Asmepa Edizioni 2012

Documento CEC – “maschio e femmina li creò”

Documento della Congregazione per l’Educazione Cattolica (CEC), «per una via di dialogo sulla questione del gender nell’educazione» – 1o giugno 2019

Il fascino senza tempo della retorica

(di Giancarlo polenghi)

A tutti piacerebbe essere convincenti. Saper ottenere dagli altri quello che desideriamo, semplicemente dicendoglielo. Avere il potere di essere creduti, ancor più, di essere ritenuti saggi e giusti, capaci di infiammare gli animi o di tranquillizzarli, a seconda dei casi. Saper ispirare il prossimo, magari cominciando dai nostri cari, per passare poi ai colleghi e al mondo intero.

Come si fa a convincere gli altri?

Su questo tema, da sempre, si sono versati fiumi di inchiostro. Aristotele e Cicerone, per citare due famosi autori del passato, ma anche più recentemente gli studi della psicologia, della sociologia, della psicolinguistica, la disciplina della pragmatica, e della programmazione neurolinguistica (di gran moda tra i venditori), si sono occupati proprio di questo.
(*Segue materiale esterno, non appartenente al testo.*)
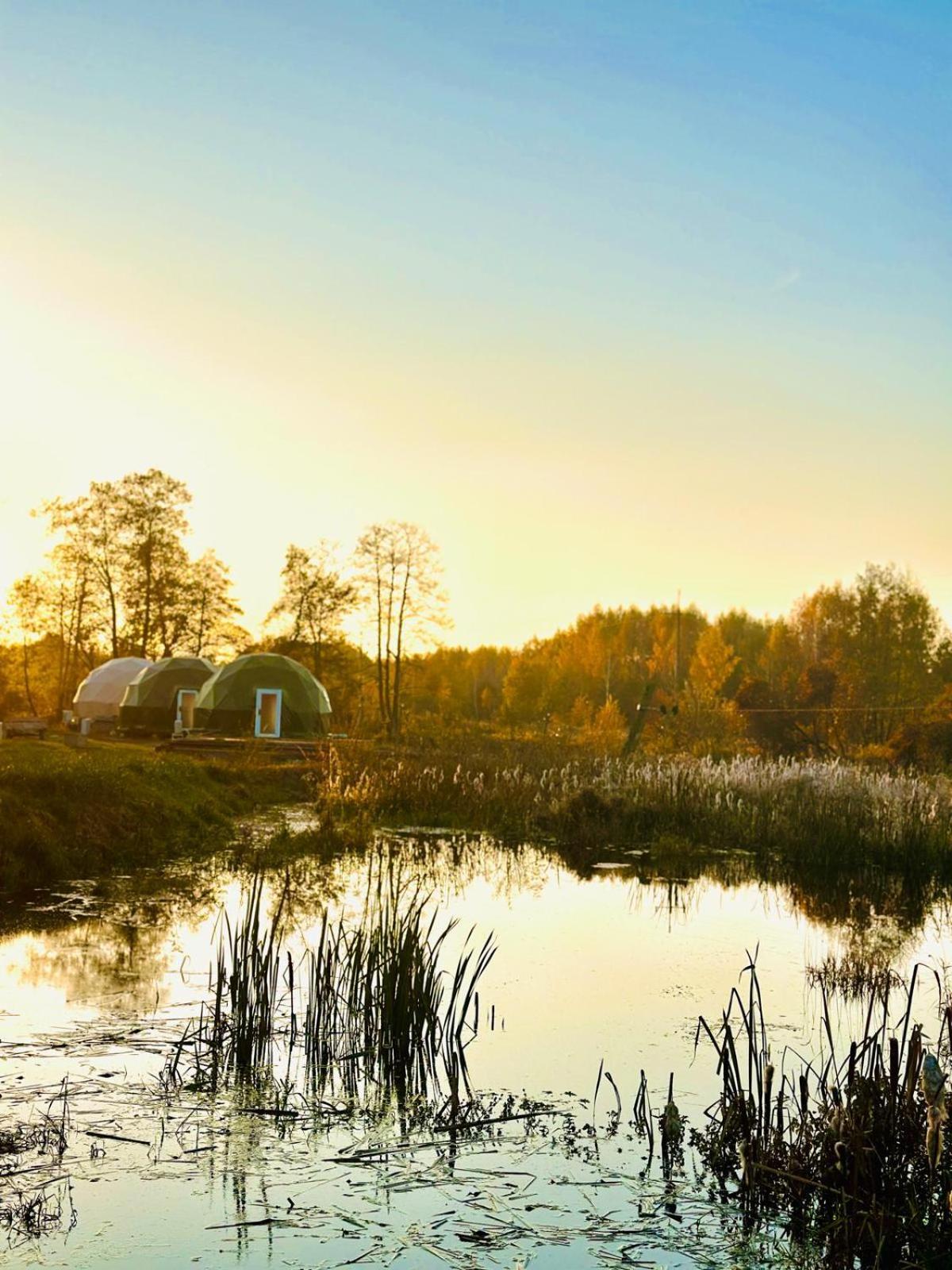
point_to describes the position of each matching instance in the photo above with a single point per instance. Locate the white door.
(186, 708)
(268, 713)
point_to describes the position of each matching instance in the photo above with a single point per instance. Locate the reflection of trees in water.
(121, 949)
(114, 937)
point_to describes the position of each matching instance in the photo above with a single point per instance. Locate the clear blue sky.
(612, 298)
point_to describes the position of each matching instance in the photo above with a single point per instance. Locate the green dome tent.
(102, 690)
(263, 695)
(163, 694)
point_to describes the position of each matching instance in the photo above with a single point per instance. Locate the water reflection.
(608, 956)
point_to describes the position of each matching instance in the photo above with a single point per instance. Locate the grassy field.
(69, 812)
(809, 812)
(82, 812)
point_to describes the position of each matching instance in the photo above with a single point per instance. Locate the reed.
(370, 1010)
(820, 812)
(850, 1149)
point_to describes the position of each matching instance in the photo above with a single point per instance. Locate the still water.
(609, 963)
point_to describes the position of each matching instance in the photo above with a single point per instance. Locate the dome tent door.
(186, 708)
(268, 711)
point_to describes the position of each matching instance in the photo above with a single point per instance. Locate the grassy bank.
(818, 813)
(86, 812)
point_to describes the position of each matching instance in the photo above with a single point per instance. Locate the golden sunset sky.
(613, 300)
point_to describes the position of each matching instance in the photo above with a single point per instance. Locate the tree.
(152, 524)
(315, 597)
(211, 628)
(397, 568)
(27, 601)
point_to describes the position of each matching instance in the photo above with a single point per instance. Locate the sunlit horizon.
(613, 305)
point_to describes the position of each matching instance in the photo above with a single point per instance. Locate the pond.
(600, 965)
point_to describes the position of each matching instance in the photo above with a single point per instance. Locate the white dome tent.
(102, 690)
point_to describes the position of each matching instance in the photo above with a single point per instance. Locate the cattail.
(935, 1136)
(933, 1083)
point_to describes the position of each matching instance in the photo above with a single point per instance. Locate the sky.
(617, 300)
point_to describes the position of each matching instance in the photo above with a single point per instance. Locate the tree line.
(121, 582)
(854, 668)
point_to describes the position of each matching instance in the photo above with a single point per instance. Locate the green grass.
(88, 812)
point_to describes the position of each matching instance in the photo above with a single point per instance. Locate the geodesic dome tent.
(163, 694)
(102, 690)
(263, 695)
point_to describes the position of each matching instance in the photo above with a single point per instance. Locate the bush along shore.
(83, 813)
(67, 812)
(812, 812)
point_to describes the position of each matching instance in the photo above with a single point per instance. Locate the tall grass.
(850, 1149)
(812, 810)
(371, 1009)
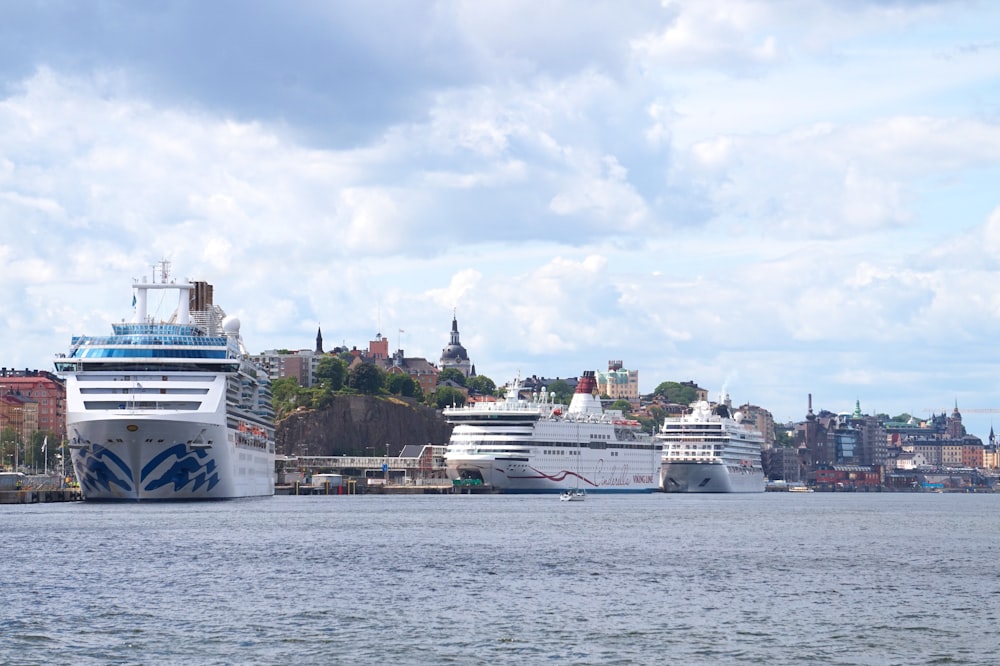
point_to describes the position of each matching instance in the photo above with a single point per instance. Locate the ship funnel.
(584, 401)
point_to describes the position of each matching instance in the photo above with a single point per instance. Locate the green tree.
(366, 378)
(481, 384)
(331, 371)
(454, 374)
(676, 393)
(447, 396)
(285, 395)
(400, 384)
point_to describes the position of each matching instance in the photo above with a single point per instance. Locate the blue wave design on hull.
(98, 475)
(191, 467)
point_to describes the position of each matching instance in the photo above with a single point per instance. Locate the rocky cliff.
(360, 425)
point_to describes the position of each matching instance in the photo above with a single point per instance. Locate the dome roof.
(455, 352)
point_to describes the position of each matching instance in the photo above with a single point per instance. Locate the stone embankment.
(361, 425)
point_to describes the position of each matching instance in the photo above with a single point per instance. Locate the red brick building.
(48, 393)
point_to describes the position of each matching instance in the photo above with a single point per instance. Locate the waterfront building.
(420, 369)
(619, 384)
(454, 355)
(763, 422)
(300, 364)
(46, 394)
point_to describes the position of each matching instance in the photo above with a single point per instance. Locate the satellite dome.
(231, 325)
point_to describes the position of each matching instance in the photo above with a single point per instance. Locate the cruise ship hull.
(130, 458)
(528, 475)
(702, 477)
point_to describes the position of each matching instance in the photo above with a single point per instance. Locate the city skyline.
(778, 203)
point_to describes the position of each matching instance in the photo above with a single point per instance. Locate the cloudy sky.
(779, 198)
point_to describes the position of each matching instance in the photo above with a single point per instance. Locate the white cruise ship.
(169, 410)
(707, 451)
(536, 446)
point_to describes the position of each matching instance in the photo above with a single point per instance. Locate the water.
(776, 578)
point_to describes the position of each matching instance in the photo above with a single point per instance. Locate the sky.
(775, 199)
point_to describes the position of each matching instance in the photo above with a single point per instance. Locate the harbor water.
(775, 578)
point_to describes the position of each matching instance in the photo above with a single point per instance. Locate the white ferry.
(707, 451)
(169, 410)
(536, 446)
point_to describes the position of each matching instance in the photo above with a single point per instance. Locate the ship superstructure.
(710, 451)
(171, 409)
(532, 445)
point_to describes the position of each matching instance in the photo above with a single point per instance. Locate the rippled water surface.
(775, 578)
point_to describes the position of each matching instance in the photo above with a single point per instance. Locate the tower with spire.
(454, 355)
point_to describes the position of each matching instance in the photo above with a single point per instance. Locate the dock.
(33, 496)
(378, 489)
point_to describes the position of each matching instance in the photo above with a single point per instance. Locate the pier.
(33, 496)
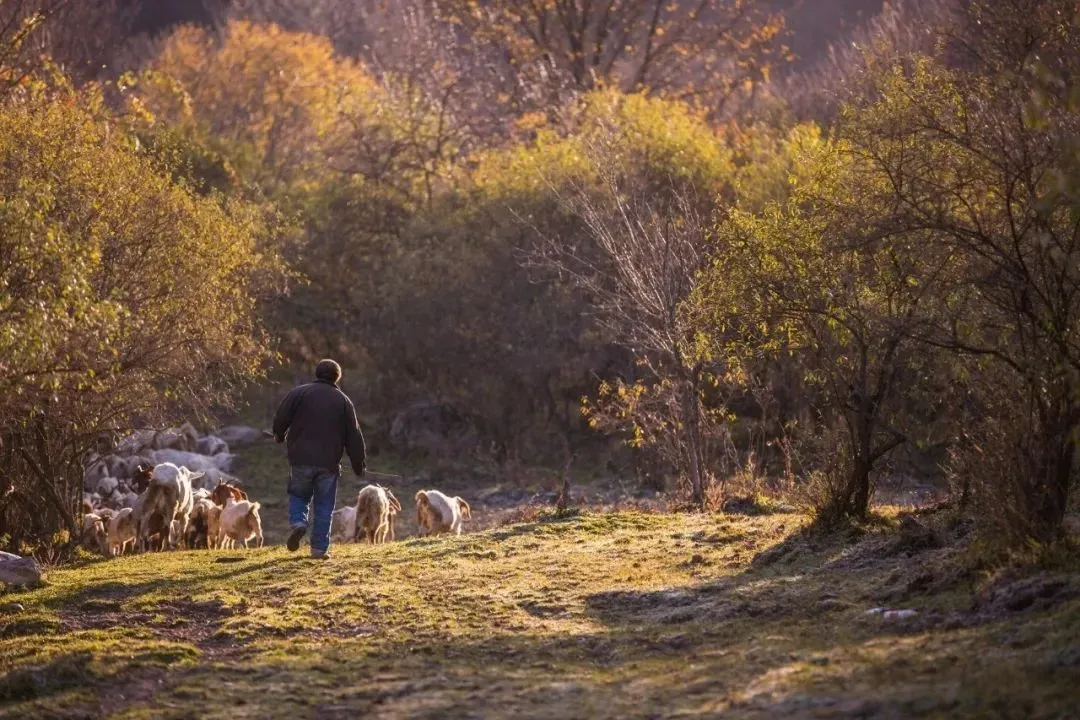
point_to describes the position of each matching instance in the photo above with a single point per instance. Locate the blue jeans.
(307, 484)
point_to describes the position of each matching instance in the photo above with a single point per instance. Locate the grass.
(588, 615)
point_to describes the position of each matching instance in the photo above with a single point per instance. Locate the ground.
(598, 615)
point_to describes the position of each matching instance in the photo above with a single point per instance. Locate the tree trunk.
(692, 438)
(1052, 485)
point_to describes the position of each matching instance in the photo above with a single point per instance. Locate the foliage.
(690, 51)
(124, 297)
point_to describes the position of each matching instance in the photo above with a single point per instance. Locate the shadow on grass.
(118, 592)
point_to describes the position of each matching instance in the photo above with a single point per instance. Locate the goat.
(166, 499)
(225, 490)
(93, 533)
(373, 514)
(211, 446)
(140, 479)
(121, 531)
(199, 527)
(343, 525)
(240, 520)
(395, 507)
(214, 526)
(436, 513)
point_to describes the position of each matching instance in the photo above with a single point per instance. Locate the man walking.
(320, 423)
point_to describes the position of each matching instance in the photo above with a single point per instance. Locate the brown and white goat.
(373, 514)
(437, 513)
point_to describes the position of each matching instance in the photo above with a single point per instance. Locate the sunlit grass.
(599, 615)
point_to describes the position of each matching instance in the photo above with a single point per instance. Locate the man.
(320, 423)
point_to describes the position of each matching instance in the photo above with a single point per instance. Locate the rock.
(107, 486)
(914, 537)
(193, 461)
(833, 605)
(505, 498)
(136, 443)
(15, 570)
(1039, 591)
(434, 429)
(211, 446)
(237, 435)
(93, 474)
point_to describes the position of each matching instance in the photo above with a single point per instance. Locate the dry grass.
(623, 614)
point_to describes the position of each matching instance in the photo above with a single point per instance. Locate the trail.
(620, 615)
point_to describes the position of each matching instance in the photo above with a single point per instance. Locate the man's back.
(319, 422)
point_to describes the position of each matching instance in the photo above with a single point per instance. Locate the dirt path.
(613, 615)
Il libro di cui ora consigliamo la lettura (Alberto Gil, L’arte di convincere, Edusc 2016) ha un’impostazione classica, lineare e ordinata, che non si limita a riproporre la dottrina degli antichi perché la sviluppa e l’approfondisce alla luce degli studi moderni soprattutto basati sul personalismo cristiano e sull’etica. L’idea di fondo è che la retorica, quella vera, è un’arte al servizio dell’uomo e della verità, molto diversa – antitetica – rispetto alla manipolazione che è in realtà una corruzione della retorica o un’antiretorica. Ciò che il testo offre è una potente sintesi, accessibile anche ai non specialisti, e dotata di una profondità rara in questo tipo di pubblicazioni. L’autore, che ha una formazione germanica come si evince dalla bibliografia (tra i più citati ci sono Romano Guardini e Joseph Piper), è abituato a insegnare la retorica, con retorica, ossia dimostrando il suo metodo mentre ne fa uso. Per Gil la retorica potrebbe essere rapprentata da un triangolo, ai cui vertici abbiamo il Logos (capacità argomentativa), il Pathos (la capacità di farsi ascoltare e di andare al cuore) e l’Ethos (la credibilità e l’autorevolezza che muove gli ascoltatori). Fin qui nulla di nuovo, ma all’interno del triangolo, come una potenza sorgiva da cui tutto dovrebbe scaturire, c’è ciò che lui chiama “l’orientamento al Tu”, ossia la capacità di ascolto e di dialogo nei confronti degli interlocutori. È qui che si vede la matrice cristiana del personalismo. L’orientamento al Tu obbliga il retore a rispettare l’interlocutore, a considerarlo soggetto, a lasciargli spazio perché possa giungere alle conclusioni. Per questo – sostiene sempre Gil – la virtù essenziale del retore è l’umiltà. Un’umiltà che implica prima di tutto il rispetto della realtà (a cui il pensiero deve volgersi “per comprendere” senza manipolarla ideologicamente), ma anche il rispetto dell’interlocutore, che è sempre dotato di sentimenti e di convinzioni. Insomma una lettura stimolante, non solo per avvocati o politici, ma per tutti coloro che a diverso titolo debbano parlare agli altri di qualsiasi tema o argomento.